Horas depois da estreia de Bolsonaro na ONU, seu líder no Senado, Fernando Bezerra, escalou a tribuna para discursar sobre a acusação de que recebeu R$ 5,5 milhões em propinas na época em que foi ministro da Integração Nacional do velho Brasil presidido por Dilma Rousseff. Disse pouco em sua defesa. Preferiu queixar-se da batida policial realizada em seus endereços pela Polícia Federal, subordinada ao "símbolo" Sergio Moro. O líder do orador da ONU fez pose de perseguido.

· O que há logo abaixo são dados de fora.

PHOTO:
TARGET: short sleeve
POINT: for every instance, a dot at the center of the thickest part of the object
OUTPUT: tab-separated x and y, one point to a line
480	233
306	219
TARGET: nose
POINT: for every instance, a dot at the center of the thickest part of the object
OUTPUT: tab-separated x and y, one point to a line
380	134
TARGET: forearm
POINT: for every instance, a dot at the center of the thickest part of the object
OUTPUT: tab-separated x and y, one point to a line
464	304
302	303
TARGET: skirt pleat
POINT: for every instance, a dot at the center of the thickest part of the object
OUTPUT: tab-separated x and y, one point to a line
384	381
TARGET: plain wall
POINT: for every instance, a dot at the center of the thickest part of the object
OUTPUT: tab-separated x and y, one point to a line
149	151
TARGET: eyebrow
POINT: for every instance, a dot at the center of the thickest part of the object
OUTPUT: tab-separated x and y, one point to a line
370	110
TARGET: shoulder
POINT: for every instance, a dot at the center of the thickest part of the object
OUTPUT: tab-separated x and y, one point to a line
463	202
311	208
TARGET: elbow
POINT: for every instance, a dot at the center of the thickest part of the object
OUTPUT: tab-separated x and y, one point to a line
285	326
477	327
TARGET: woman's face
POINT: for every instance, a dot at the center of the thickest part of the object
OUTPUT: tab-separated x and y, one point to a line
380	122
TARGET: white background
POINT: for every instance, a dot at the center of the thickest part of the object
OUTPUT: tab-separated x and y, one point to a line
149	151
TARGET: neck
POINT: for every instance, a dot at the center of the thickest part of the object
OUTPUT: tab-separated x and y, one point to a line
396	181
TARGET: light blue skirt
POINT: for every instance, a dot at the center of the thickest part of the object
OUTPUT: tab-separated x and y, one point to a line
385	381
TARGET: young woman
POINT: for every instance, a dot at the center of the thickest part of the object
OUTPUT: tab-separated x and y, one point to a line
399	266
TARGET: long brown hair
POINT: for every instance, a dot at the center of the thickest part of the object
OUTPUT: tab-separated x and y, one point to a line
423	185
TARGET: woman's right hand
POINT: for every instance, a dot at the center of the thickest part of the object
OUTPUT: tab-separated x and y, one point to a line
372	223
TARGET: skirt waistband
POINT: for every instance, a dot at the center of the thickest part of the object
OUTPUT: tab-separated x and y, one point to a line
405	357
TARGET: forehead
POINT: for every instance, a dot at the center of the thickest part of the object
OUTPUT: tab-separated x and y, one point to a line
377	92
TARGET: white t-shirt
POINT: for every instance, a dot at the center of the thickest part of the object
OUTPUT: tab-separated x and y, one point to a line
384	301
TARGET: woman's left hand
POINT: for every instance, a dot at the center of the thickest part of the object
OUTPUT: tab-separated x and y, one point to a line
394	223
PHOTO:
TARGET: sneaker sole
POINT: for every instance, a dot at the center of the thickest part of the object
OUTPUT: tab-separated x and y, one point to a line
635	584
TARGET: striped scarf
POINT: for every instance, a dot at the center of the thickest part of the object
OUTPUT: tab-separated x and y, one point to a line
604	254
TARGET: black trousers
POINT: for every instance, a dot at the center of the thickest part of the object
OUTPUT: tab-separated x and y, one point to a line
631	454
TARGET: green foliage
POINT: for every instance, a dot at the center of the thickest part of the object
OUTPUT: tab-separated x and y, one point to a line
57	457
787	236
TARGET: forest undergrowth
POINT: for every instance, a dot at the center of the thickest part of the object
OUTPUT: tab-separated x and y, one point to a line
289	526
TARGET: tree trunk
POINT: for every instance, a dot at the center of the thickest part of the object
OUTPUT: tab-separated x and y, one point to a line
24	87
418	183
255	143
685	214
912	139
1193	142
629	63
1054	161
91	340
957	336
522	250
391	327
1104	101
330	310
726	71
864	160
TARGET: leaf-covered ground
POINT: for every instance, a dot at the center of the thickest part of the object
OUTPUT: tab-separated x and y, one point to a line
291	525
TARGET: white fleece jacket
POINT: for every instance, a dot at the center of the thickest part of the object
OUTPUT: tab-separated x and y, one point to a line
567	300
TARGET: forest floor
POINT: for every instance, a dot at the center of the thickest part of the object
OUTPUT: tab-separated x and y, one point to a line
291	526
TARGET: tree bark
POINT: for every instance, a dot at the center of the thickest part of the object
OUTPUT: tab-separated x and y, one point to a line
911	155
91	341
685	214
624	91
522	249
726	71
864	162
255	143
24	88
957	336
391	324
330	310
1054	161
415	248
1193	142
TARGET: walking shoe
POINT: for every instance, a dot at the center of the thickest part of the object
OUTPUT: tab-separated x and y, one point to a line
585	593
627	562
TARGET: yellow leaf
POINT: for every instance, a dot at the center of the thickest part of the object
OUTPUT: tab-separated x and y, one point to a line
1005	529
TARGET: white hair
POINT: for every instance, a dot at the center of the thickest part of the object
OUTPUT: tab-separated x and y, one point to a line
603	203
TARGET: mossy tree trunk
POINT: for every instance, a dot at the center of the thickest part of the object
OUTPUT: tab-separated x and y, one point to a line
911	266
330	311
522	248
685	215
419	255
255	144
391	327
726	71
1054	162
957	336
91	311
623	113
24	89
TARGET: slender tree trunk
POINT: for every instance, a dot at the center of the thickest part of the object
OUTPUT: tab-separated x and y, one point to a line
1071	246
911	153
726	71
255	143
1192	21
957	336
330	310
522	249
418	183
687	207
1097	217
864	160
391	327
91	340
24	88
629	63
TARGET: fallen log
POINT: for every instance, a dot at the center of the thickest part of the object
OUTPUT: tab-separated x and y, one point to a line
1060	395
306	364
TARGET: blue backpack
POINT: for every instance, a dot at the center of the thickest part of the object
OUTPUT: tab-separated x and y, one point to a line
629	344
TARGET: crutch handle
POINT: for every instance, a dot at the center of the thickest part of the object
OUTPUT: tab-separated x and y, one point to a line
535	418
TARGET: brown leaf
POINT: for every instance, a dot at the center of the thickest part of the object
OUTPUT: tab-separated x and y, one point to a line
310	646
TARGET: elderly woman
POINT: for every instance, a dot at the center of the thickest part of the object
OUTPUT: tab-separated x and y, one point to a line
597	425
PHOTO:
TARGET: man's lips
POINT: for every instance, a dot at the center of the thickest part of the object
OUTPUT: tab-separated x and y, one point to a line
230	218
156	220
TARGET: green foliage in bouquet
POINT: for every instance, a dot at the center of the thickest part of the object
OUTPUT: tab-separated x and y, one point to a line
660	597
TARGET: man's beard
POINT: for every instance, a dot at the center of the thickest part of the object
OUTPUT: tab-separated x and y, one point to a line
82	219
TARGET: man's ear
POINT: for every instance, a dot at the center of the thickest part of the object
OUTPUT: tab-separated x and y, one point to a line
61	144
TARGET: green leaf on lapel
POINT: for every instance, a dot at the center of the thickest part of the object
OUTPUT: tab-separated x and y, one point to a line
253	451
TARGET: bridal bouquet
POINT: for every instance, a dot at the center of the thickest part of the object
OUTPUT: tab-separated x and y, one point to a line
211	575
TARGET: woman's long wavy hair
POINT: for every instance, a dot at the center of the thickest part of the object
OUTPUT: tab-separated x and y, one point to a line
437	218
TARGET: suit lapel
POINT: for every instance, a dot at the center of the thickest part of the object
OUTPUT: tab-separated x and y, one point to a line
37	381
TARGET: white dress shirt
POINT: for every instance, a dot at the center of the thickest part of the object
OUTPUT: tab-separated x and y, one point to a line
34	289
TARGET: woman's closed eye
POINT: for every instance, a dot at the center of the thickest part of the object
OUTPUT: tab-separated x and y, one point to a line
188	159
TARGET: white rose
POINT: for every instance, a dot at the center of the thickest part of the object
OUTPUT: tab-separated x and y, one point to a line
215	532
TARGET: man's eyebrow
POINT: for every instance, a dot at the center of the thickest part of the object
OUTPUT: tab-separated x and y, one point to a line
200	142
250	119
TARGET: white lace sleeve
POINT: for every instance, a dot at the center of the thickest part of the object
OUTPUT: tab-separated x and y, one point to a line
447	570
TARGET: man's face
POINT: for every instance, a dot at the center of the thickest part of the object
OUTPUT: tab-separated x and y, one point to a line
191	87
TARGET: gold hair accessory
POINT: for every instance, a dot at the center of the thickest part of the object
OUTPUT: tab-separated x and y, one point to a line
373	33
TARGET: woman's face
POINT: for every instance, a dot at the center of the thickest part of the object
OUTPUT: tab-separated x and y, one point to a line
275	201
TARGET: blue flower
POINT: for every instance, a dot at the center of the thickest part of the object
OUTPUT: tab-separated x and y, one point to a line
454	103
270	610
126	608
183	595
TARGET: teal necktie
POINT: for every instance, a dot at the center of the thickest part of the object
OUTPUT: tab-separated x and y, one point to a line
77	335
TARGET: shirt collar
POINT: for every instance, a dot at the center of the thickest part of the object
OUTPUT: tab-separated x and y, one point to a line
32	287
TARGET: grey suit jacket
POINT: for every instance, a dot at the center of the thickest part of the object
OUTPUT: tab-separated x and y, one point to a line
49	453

"Fui vítima de uma operação política, articulada para atingir o Congresso Nacional e o governo do presidente Jair Bolsonaro, do qual tenho a honra de ser líder no Senado Federal", declarou o senador. Embora não se considere alvo da investigação criminal, Bezerra evocou sua condição de cliente de caderneta da Lava Jato para expressar sua fé no futuro.
"Pela ausência de elementos comprobatórios, [o caso] terá o mesmo destino de outras acusações que enfrentei: o arquivamento. Inclusive com força de decisão do Supremo Tribunal Federal. Que fique claro, senhores parlamentares, não temo as investigações. Digo com veemência que jamais excedi os limites impostos pela lei e pela ética".
A despeito do destemor, Bezerra pediu ao Supremo Tribunal Federal que ordene a devolução de todo o material recolhido pelos rapazes da Polícia Federal, por tratar-se de prova ilícita. O senador foi socorrido também pela advocacia do próprio Senado, que preparou petição sobre a suposta ilegalidade dos mandados de busca e apreensão expedidos pelo ministro Luís Roberto Barroso, da Suprema Corte.
Formou-se ao redor de Bezerra um denso e comovente cinturão de solidariedade. Inclui do PT, sócio majoritário do MDB de Bezerra nos governos que levaram o Brasil "à beira do socialismo", até o DEM de Davi Alcolumbre, guindado à presidência do Senado com o apoio do chefe da Casa Civil Onyx Lorenzoni, um ministro do "novo Brasil".
Sob a liderança de Alcolumbre, uma caravana pluripartidária de 15 senadores cruzou a Praça dos Três Poderes para entregar a Dias Toffoli, presidente do Supremo, o recurso preparado pela advocacia do Senado. Os defensores de Bezerra revelam-se capazes de quase tudo, exceto de tomar as dores de quem lhes paga o salário: o brasileiro em dia com suas obrigações tributárias.
Indefeso, o contribuinte assiste ao início da exposição dos achados da PF. Relatório enviado pelo delegado Edson Lopes ao ministro Barroso empilhou itens encontrados nos endereços de Bezerra e do seu primogênito, o deputado Fernando Coelho Filho, também sob investigação. Há coisas constrangedoras na lista —de dinheiro vivo a arquivo digital chamado "doadores ocultos"; de indícios de transferências imobiliárias a um automóvel registrado no nome de empresa cujo sócio é investigado como operador do esquema sob investigação.
Por enquanto, Bezerra e seu filho silenciam sobre os indícios. O silêncio de ambos não resolve o problema, mas é extremamente útil para ouvir os ruídos da reação corporativa do Legislativo. Em meio ao sacolejo, culpados e cúmplices se uniram no plenário do Congresso para derrubar 18 dos 33 vetos que Bolsonaro havia aplicado à lei sobre abuso de autoridade.
Foram restaurados artigos que o "símbolo" Sergio Moro considera inibidores do trabalho de juízes, procuradores e investigadores. Mantido o padrão da contraofensiva, o país "socialista" resgatado por Bolsonaro à "beira do abismo" logo acusará o "novo Brasil" de plágio.